The New Harmony commune in Indiana was a short-lived utopian community. Even after its collapse, it became home to geologists, naturalists, and botanists who were influenced by Maclure. This included the siblings Robert Dale Owen (1801–1877), social reformer; David Dale Owen (1807–1860), geologist, artist; Jane Dale Owen Fauntleroy (1806–1861), educator; and Richard Dale Owen (1810–1890) geologist, first president of Purdue University, Lafayette, Indiana. A formidable group of geologists, social reformers, botanists, paleobotanists, ethnologists and civil engineers interacted at New Harmony.

== Published works ==

- Maclure, W. 1817. Observations on the geology of the West India Islands, from Barbadoes to Santa Cruz, inclusive. Journal of the Academy of Natural Sciences of Philadelphia 1(6), 134–149. (BHL link)
- Maclure, W. 1818. Essay on the formation of rocks, or an inquiry into the probable origin of their present form and structure. Part 1. Journal of the Academy of Natural Sciences of Philadelphia 1(7), 261–276. (BHL link)
- Maclure, W. 1818. Essay on the formation of rocks, or an inquiry into the probable origin of their present form and structure. Part 2. Journal of the Academy of Natural Sciences of Philadelphia 1(7), 285–310. (BHL link)
- Maclure, W. 1818. Essay on the formation of rocks, or an inquiry into the probable origin of their present form and structure.

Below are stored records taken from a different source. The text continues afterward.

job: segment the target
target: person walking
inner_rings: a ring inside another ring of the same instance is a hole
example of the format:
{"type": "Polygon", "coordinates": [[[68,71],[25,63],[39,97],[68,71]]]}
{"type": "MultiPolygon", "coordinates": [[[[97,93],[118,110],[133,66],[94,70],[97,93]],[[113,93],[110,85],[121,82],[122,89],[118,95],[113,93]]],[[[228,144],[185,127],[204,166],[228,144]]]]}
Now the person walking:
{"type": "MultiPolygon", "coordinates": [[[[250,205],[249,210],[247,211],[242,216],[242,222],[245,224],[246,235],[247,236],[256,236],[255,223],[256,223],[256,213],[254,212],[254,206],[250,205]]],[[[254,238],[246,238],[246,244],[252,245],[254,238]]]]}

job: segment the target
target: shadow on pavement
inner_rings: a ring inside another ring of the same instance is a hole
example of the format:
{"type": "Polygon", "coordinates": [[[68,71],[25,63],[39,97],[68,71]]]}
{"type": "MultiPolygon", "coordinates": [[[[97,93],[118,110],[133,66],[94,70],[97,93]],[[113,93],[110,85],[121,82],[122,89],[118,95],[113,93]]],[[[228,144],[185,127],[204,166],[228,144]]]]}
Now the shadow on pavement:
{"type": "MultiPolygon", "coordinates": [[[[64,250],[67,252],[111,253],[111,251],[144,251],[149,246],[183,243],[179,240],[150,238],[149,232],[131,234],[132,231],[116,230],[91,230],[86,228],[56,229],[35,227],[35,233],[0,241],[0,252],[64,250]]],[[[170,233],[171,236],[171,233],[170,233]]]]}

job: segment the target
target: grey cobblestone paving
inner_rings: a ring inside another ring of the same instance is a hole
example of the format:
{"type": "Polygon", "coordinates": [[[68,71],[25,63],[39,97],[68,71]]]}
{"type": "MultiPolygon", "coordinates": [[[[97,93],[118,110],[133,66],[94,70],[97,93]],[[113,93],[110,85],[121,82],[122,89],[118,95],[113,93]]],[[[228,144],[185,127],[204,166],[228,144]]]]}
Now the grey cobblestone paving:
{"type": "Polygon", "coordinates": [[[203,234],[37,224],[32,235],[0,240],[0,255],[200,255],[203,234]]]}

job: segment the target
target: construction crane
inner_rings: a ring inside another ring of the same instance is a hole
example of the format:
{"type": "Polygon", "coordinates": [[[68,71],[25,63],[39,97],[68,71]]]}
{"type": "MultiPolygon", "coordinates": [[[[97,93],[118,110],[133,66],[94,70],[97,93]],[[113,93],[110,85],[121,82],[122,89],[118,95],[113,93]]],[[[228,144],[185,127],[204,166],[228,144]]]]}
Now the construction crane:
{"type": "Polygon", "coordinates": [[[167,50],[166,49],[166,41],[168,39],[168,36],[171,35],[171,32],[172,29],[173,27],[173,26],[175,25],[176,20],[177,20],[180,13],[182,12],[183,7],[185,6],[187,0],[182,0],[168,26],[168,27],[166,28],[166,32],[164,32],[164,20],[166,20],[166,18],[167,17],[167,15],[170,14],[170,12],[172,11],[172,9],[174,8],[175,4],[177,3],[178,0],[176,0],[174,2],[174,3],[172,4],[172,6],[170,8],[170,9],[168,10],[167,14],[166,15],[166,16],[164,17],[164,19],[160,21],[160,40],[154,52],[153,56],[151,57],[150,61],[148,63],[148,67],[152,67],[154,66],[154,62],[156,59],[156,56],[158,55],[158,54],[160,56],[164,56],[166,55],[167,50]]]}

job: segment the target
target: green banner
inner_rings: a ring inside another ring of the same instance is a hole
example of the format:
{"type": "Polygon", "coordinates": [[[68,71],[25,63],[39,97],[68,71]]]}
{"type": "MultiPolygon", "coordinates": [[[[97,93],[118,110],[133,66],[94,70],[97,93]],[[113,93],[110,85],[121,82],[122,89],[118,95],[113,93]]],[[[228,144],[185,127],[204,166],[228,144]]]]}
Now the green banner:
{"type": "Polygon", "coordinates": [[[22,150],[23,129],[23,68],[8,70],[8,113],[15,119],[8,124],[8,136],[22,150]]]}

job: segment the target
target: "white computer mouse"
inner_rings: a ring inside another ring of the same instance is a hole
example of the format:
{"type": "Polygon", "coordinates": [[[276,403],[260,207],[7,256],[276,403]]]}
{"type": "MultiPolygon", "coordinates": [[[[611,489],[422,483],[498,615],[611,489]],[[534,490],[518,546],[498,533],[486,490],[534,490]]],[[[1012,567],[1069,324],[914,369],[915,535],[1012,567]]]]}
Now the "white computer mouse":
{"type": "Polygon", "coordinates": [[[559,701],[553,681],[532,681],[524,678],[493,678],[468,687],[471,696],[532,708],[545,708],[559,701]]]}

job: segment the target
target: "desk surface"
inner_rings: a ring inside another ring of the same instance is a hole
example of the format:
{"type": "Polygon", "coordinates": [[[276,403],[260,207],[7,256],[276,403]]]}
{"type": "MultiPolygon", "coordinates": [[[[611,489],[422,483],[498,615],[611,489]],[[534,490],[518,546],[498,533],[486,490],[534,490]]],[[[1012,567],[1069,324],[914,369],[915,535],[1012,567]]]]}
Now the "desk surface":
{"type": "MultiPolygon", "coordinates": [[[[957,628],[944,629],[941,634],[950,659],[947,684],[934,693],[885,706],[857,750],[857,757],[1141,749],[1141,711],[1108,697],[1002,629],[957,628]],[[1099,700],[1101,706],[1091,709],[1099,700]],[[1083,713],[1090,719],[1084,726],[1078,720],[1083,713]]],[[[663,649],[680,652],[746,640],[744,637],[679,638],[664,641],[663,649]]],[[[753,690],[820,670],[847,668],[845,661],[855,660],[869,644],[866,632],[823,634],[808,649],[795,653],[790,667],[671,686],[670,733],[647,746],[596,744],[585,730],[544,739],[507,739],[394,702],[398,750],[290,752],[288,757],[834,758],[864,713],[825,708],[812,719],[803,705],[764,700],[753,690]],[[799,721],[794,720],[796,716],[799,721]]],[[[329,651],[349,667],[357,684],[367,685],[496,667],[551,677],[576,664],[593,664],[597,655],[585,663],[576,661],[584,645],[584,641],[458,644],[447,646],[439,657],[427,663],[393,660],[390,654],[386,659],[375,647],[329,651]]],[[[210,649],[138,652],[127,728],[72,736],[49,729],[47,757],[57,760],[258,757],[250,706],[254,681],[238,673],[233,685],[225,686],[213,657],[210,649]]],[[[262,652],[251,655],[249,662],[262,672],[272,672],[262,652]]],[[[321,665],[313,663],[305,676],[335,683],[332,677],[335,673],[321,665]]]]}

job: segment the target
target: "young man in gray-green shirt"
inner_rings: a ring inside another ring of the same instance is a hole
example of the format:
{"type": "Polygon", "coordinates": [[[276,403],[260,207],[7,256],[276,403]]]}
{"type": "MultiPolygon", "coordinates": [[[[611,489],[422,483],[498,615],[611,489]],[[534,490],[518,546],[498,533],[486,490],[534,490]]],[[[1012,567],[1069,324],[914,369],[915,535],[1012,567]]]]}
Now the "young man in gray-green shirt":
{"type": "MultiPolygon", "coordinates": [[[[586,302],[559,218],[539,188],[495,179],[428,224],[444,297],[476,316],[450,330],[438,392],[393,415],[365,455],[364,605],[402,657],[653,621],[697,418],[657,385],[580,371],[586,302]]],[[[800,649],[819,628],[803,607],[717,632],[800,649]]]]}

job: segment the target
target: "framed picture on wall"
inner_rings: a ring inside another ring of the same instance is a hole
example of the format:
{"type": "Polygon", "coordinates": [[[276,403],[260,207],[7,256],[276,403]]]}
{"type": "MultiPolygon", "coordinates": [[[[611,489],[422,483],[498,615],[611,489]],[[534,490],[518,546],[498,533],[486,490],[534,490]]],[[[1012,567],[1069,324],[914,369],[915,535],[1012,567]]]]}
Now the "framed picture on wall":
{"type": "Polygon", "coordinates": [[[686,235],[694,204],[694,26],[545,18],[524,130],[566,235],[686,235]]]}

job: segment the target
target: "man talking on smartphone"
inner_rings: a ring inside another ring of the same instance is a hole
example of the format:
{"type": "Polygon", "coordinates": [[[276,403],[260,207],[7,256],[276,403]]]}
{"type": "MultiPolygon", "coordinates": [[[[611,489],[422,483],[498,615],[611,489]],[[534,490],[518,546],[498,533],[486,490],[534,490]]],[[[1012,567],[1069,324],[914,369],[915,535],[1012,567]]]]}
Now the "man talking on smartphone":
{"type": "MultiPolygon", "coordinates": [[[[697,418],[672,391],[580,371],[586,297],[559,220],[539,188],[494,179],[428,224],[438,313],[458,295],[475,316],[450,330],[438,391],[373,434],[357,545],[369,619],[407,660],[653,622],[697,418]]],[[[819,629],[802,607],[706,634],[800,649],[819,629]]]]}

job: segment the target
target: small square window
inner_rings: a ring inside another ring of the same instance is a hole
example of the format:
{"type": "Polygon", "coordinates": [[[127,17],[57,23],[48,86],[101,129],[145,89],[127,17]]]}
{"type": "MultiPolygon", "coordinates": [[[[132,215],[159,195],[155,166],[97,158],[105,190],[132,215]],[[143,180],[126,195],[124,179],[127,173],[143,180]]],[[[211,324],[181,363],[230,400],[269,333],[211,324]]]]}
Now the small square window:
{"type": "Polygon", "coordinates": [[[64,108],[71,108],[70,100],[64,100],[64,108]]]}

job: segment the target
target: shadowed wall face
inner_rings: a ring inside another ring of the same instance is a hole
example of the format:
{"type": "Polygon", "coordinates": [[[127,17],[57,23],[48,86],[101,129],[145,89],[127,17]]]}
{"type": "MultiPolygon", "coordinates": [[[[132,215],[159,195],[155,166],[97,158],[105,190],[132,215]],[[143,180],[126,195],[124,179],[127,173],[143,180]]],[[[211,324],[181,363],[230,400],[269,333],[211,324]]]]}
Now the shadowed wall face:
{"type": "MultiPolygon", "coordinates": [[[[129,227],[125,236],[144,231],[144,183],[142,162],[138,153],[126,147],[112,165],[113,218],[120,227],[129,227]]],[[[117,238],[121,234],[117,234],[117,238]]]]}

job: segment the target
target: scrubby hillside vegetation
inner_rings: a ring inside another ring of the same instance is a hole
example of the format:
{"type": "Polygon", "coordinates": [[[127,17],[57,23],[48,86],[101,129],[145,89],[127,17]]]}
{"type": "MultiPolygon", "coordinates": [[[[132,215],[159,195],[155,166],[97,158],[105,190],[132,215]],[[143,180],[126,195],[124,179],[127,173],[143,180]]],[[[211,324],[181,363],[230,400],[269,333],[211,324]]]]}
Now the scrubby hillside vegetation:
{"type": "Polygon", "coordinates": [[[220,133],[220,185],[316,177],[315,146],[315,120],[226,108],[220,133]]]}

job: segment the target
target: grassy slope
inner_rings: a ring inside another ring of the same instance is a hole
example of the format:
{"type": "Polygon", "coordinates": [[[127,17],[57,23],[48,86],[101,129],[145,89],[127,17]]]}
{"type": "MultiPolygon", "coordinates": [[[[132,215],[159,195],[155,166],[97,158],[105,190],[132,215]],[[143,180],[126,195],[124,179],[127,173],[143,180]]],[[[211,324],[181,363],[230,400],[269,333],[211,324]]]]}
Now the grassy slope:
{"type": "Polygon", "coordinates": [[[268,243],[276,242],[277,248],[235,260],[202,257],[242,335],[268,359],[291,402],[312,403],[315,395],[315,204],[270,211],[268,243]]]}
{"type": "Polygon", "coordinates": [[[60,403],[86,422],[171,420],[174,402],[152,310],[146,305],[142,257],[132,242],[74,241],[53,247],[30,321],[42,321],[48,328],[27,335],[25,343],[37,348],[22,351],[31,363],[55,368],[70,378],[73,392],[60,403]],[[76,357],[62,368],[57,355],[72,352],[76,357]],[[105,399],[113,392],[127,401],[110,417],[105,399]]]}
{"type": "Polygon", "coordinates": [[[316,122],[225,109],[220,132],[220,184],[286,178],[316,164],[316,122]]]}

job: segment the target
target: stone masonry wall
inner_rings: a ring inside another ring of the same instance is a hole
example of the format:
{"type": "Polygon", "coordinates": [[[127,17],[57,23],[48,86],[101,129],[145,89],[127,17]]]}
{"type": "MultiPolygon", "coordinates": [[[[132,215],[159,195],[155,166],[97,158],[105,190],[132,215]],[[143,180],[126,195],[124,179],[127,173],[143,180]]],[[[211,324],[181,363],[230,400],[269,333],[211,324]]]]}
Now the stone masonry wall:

Part 3. Journal of the Academy of Natural Sciences of Philadelphia 1(7), 327–345. (BHL link)
- Maclure, W. 1818. On the geology of the United States of North America, with remarks on the probable effects that may be produced by the decomposition of the different classes of rocks, on the nature and fertility of soils: applied to the different states of the Union agreeably to the accompanying geological map. Transactions of the American Philosophical Society new series 1, 1–92. (BHL link)

==Primary sources==
The European Journals of William Maclure was a monumental book, describing, charting, and chronicling much of the features of Europe.

== Taxonomic eponyms ==

- Charles Alexandre Lesueur described a genus of fossil gastropods, Maclurites, in honor of Maclure. It is the type genus of Macluritidae, an extinct family of relatively large gastropods known from the Lower Ordovician to Devonian periods. Two other members of the family, Maclurina and Macluritella, also honor Maclure.
- Maclura, a genus of flowering plants in the mulberry family, Moraceae is named in honor of Maclure. The genus includes the inedible Osage-orange, which is used as mosquito repellent and grown throughout the United States as a hedging plant.

==Geological eponyms==
- Mount Maclure in Yosemite National Park.
- Maclure Glacier, one of the last remaining glaciers in Yosemite National Park.